Imagine you are in a restaurant and you start feeling nervous, angry, or scared for no apparent reason. What would you do first?
B. Get really frustrated?
C. Stop and use your zoom button?
“WAIT! Stop and use your Zoom button?”
Yes, every person with sensory processing disorder needs to learn that they have a Zoom button and also how to use it well.
Now be honest…
Most of us would usually pick A or B for our reaction, because that’s how our fight, flight or freeze mechanism works. But that isn’t the best way to respond, especially if you are chatting with a friend or (even worse) at a business lunch.

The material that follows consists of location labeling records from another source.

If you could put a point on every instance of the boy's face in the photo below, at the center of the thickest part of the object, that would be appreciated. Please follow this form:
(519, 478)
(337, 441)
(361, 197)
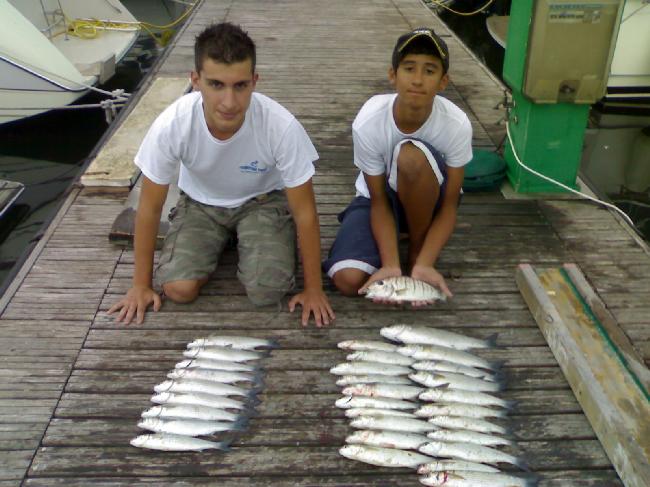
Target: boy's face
(226, 91)
(419, 77)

We can’t afford to panic or get frustrated!
So what do we do?
First, we need to Zoom out!
Stop and notice what is around you? For instance: Is their a noisy fan in the room? Is the restaurant crowded? Is your cloths itchy or too tight? Did you have something crunchy or smooth in your food that you didn’t like? Was there a texture lacking in your food (ie. lack of something crunchy)? Is there a strange smell?
Noting what is potentially the problem is the first step!
Second, we need to Zoom in!
Often when we are overwhelmed by what our body is saying, we don’t completely recognize what we are actually feeling. For instance, I often react by hyperventilating. When I start hyperventilating I am consumed with the false idea, “I cannot breath” or ” I need more air,” when instead I need to stop and recognize that I can breath. That I am not lacking air, otherwise I would pass out.
After understanding this, I can see clearly that I am hyperventilating, not dying.
But what do we do with this information?
Third, we need to Zoom back to normal and use that information to find what helps.
Now that we know the source of the problem (ie. the air conditioning fan above my head). And we have found out that this is creating an emotion or a reaction inside of us (ie. feeling overwhelmed/hyperventilating). Then we can successfully use sensory tools to help us feel better.
Try putting on ear plugs that allow for conversations to still be heard, while muffling the noisy fan. If I am having troubles with the food, I wiggle a bit more on my core disk or squeeze a Koosh ball to give me sensory impute.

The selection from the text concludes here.